This PCOS-related metabolic impairment has an additive effect on the natural state of insulin resistance observed during pregnancy (4) by worsening the baseline insulin resistance and leading to an increased risk for several complications of pregnancy, particularly gestational DM (GDM).

Preliminary meta-analytic data (5,6) have given discordant results regarding the increased risk for GDM in PCOS subjects. Furthermore, a more recent meta-analysis (7), including 18 studies that had the GDM risk in PCOS as an end point for a total of 2,385 PCOS and 89,669 control patients, confirmed that the risk of GDM is approximately three times higher in pregnant patients with PCOS compared with the non-PCOS population.
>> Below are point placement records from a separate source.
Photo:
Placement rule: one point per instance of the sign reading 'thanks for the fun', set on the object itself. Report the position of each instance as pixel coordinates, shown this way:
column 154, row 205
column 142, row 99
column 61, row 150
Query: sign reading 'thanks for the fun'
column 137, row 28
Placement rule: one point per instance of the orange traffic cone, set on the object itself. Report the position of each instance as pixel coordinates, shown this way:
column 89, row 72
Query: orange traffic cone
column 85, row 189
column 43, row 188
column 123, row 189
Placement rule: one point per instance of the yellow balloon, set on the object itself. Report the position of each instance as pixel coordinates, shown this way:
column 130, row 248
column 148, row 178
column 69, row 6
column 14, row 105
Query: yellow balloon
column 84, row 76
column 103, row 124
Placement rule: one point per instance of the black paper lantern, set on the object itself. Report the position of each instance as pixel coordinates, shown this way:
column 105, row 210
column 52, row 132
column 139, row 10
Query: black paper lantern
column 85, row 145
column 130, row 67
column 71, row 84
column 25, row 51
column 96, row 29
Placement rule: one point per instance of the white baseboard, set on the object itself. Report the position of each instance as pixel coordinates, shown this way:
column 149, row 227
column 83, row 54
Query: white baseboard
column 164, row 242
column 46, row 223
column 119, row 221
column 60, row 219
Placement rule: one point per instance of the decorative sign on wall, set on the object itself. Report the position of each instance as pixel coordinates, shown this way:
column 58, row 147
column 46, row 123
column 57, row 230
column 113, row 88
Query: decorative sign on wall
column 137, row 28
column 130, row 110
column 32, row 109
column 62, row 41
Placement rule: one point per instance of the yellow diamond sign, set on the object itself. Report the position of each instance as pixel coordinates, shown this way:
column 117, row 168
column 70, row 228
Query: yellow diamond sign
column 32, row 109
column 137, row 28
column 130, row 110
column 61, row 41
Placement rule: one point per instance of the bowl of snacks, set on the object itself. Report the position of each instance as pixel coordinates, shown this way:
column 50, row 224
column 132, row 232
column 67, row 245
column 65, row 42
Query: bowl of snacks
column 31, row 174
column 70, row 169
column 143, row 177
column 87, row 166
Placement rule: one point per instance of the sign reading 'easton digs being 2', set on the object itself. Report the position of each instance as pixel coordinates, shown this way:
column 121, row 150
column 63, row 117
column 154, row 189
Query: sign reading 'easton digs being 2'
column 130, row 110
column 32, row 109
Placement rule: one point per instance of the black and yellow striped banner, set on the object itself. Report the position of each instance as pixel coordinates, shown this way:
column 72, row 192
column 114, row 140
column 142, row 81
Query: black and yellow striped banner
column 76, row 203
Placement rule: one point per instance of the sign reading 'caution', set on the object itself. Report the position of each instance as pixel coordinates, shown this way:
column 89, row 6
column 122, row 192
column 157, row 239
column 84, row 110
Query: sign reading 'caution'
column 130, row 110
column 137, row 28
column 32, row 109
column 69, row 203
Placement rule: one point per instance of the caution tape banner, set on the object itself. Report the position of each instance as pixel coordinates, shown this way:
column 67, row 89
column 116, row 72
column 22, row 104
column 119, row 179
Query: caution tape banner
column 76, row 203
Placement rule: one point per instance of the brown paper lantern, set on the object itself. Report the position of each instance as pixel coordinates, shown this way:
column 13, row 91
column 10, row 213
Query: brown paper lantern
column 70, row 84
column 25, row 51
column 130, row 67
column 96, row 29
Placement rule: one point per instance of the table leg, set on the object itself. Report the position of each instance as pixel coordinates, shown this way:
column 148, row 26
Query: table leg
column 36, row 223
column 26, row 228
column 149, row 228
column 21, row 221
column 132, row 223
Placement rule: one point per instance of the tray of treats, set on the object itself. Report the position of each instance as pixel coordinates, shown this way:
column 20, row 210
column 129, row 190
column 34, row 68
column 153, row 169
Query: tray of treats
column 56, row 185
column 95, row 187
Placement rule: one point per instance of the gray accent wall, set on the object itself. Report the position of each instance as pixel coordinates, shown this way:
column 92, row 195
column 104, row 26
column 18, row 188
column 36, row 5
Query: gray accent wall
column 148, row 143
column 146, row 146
Moreover, GDM is not only important because of the obstetrical complications but also because of the long-term metabolic sequelae from the persistence of glucose metabolism alterations. In fact, the incidence of DM and IGT in the population with prior GDM is ∼14 and 40%, respectively (8).

After pregnancy, the presence of PCOS-related features, such as hyperandrogenism and/or insulin resistance, could increase the incidence of a prediabetic or diabetic state, which would impair the normal improvement of the insulin-glucose metabolism. To our knowledge, no studies in the literature have assessed the incidence of glucose metabolism alterations in the PCOS patients with GDM. The aim of the current study was to test the hypothesis that PCOS increases the risk of persistent glucose impairment in patients with previous GDM.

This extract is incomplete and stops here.